The US Senate’s minimal, partial, heavily redacted summary of its report on the CIA’s post-9/11 torture program is out. That report’s reception by establishment media turns out to be at least as demonstrative of the problem it addresses as the report itself.
As any recovering addict will helpfully inform you, the first step is admitting the problem. The US government and American media (and presumably following them, the America public) still resolutely refuse to do that.
In story after story, we see references to “enhanced interrogation” and “brutal interrogation tactics.” Those are weasel words. They’re not admissions of the problem, they’re attempts to talk around the problem.
We’re not talking about “enhanced interrogation techniques.” Nor are we discussing “brutal interrogation tactics.” The subject in question is torture.
Torture is clearly defined in US law (18 US Code §2340): “[A]n act committed by a person acting under the color of law specifically intended to inflict severe physical or mental pain or suffering (other than pain or suffering incidental to lawful sanctions) upon another person within his custody or physical control.”
Torture is clearly defined in international law (the UN Convention Against Torture): “[A]ny act by which severe pain or suffering, whether physical or mental, is intentionally inflicted on a person for such purposes as obtaining from him or a third person information or a confession, punishing him for an act he or a third person has committed or is suspected of having committed, or intimidating or coercing him or a third person, or for any reason based on discrimination of any kind, when such pain or suffering is inflicted by or at the instigation of or with the consent or acquiescence of a public official or other person acting in an official capacity.”
These summations in the laws of states are informative, but we don’t really need them to conclude that the actions described in the report — waterboarding, sleep deprivation and the forced infusion of substances into victims’ rectums, to name three — are torture, all torture and nothing but torture. There exists no reasonable definition of torture that the described actions don’t conform to.
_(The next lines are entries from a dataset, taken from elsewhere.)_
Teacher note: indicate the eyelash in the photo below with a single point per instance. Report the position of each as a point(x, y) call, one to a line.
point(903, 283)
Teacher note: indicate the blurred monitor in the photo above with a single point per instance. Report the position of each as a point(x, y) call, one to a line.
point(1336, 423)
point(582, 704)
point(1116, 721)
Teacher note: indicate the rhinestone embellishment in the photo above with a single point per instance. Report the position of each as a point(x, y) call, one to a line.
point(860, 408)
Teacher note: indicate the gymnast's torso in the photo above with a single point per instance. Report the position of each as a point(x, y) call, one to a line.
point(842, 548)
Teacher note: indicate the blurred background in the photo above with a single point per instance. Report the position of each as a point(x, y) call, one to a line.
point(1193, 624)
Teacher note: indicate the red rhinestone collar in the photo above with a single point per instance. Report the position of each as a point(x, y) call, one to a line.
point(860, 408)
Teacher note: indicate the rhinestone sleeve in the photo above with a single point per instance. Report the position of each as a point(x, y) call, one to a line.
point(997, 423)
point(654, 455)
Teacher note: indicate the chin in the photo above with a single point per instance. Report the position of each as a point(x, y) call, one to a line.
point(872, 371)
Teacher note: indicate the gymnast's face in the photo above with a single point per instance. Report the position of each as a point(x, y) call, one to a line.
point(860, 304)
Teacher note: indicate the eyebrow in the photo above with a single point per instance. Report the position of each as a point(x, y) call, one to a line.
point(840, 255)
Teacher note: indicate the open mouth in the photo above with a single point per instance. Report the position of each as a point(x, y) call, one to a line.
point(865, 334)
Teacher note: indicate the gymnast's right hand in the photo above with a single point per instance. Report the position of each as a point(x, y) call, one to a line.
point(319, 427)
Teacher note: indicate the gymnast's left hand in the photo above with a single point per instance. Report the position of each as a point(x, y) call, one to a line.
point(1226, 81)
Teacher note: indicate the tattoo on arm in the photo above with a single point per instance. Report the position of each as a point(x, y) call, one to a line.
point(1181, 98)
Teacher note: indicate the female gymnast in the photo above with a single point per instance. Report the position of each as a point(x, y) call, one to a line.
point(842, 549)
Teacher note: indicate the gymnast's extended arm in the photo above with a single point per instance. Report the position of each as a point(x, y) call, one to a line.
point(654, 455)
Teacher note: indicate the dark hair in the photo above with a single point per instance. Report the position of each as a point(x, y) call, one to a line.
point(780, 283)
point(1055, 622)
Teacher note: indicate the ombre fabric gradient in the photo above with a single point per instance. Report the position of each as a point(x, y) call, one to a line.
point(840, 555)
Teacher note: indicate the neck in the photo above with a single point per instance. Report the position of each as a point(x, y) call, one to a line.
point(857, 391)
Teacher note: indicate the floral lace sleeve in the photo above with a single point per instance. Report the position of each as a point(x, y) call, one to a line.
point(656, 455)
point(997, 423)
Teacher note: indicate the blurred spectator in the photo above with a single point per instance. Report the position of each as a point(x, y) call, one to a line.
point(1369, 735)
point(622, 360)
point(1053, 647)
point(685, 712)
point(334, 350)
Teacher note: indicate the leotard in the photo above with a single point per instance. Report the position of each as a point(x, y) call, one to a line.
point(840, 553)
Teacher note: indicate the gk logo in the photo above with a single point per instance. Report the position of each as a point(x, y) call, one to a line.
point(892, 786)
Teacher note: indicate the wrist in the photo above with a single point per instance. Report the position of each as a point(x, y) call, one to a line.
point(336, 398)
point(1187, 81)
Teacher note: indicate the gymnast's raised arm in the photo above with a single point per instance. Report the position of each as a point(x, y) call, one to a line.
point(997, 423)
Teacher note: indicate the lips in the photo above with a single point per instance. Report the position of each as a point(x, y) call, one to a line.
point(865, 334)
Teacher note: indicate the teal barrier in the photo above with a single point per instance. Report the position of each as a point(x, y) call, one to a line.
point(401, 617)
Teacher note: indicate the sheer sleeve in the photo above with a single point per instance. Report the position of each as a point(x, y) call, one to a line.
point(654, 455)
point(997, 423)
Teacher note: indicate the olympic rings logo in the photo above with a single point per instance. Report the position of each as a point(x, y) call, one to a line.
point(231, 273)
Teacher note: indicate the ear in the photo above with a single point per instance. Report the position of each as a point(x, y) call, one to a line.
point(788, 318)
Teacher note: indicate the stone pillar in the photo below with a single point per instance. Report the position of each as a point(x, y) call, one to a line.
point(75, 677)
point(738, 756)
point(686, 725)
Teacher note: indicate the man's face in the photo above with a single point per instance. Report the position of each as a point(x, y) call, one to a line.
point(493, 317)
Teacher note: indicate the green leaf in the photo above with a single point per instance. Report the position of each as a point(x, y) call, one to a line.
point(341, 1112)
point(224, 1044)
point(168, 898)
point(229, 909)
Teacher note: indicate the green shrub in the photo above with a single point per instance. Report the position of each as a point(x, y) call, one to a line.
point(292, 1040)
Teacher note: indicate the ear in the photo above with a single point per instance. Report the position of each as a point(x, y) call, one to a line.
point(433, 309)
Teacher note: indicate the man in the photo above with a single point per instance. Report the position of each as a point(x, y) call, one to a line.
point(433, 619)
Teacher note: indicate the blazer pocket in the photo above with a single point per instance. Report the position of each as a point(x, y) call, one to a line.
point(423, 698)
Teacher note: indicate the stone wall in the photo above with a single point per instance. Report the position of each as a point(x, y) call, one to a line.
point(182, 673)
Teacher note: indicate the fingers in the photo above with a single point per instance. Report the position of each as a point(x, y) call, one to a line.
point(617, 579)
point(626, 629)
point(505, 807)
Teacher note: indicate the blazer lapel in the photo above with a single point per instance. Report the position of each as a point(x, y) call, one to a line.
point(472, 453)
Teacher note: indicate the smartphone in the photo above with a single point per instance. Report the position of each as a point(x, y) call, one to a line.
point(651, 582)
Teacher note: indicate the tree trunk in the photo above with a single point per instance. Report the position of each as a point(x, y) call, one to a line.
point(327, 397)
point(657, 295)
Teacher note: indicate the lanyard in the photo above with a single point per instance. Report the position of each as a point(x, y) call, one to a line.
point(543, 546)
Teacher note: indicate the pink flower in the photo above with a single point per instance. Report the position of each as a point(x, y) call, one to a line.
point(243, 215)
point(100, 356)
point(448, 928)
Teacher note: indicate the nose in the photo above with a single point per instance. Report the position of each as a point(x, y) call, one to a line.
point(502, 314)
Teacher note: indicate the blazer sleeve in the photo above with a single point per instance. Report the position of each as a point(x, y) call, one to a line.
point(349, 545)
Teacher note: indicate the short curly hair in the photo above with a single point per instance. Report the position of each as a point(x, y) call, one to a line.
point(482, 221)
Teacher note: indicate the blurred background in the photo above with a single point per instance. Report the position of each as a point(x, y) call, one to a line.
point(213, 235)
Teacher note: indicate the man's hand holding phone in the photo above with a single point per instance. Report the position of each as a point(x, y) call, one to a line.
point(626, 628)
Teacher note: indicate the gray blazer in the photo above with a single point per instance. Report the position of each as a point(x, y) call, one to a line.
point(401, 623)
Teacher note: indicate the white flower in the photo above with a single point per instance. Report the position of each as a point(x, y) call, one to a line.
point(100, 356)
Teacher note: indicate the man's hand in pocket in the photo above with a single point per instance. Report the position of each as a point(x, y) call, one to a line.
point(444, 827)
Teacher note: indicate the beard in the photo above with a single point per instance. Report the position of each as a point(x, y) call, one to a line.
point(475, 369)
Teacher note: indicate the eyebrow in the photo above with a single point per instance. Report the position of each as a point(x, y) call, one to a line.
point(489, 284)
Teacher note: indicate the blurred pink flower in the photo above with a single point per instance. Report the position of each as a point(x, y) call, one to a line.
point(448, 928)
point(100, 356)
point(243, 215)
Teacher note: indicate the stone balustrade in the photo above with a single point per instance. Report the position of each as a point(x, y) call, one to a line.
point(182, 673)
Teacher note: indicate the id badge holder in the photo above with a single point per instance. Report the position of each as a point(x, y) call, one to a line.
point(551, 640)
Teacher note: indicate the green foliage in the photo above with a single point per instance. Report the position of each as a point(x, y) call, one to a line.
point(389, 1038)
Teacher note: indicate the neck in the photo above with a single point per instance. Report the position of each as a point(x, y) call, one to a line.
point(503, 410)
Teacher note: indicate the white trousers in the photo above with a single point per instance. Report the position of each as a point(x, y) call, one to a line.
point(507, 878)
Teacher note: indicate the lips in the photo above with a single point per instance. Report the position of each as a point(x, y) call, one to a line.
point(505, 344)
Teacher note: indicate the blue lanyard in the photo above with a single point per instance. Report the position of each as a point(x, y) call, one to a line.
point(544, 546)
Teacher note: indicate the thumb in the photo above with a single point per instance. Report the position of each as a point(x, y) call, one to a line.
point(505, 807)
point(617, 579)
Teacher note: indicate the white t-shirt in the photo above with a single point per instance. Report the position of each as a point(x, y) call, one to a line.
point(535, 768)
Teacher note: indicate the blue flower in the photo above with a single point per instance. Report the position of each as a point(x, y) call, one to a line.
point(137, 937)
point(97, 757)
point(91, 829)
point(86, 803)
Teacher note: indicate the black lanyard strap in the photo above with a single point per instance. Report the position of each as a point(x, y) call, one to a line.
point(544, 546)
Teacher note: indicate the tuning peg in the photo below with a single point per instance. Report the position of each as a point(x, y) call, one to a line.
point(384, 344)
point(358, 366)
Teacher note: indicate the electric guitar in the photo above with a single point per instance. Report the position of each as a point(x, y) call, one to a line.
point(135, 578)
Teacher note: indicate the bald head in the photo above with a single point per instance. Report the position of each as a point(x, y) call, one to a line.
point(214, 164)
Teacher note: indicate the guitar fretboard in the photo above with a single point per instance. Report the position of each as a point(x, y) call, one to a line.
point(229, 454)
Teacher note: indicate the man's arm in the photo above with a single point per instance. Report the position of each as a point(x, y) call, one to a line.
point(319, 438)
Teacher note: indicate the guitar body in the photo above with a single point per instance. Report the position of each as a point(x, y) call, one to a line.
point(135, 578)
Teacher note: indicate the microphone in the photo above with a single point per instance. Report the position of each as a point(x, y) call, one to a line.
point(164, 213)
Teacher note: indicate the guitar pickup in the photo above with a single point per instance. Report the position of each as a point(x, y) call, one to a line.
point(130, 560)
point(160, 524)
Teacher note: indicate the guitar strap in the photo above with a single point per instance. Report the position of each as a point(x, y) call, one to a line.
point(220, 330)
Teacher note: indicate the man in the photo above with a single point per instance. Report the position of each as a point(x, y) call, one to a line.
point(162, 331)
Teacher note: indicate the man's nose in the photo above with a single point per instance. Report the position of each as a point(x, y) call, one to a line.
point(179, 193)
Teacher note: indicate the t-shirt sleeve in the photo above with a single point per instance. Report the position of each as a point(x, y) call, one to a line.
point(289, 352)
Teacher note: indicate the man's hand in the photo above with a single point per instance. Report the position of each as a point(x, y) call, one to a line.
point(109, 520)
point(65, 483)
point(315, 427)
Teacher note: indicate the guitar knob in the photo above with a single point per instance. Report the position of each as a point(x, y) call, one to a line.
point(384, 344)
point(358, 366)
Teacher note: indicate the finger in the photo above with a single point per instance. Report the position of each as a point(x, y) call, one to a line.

From that primary conclusion we must inevitably draw a secondary conclusion: The persons involved in the torture, from the operators actually implementing it all the way up the chain of command to the president of the United States, are violent, dangerous criminals and would be recognized as such in any sane society, regardless of whether or not codified law existed to describe their offenses.
The question, of course, is what to do about it. “Mainstream” suggestions range from “nothing” to “hold some Senate hearings and hope it goes away” to “appoint a special prosecutor and let him throw some of the less well-connected criminals under the bus so we can get on with life.”
Even at the radical end of the spectrum, suggestions tend to run to things like putting the US under the jurisdiction of the International Criminal Court and conducting a wholesale rendition of the gang, from top to bottom, to the Hague for trial.
The second step in 12-step addiction recovery programs involves recognizing a “higher power.” The second step in any torture recovery program is recognition that the existing temporal “higher power” — the state — is in fact the real problem.
The state bestows extreme power upon its agents, especially over prisoners and detainees. That power corrupts, enabling those agents to abuse and torture, as social psychologists observed in the Stanford Prison Experiment.
The state’s structure also protects its agents from accountability, shrouding discussions of state violence in euphemism, turn the debate from torture as a crime to torture as policy. Furthermore, the state’s monopoly on law leaves prosecution and adjudication up to the state itself. Torturers know they’re unlikely to face justice.
If we tolerate the state, we tolerate torture. It’s time and past time we stopped tolerating either.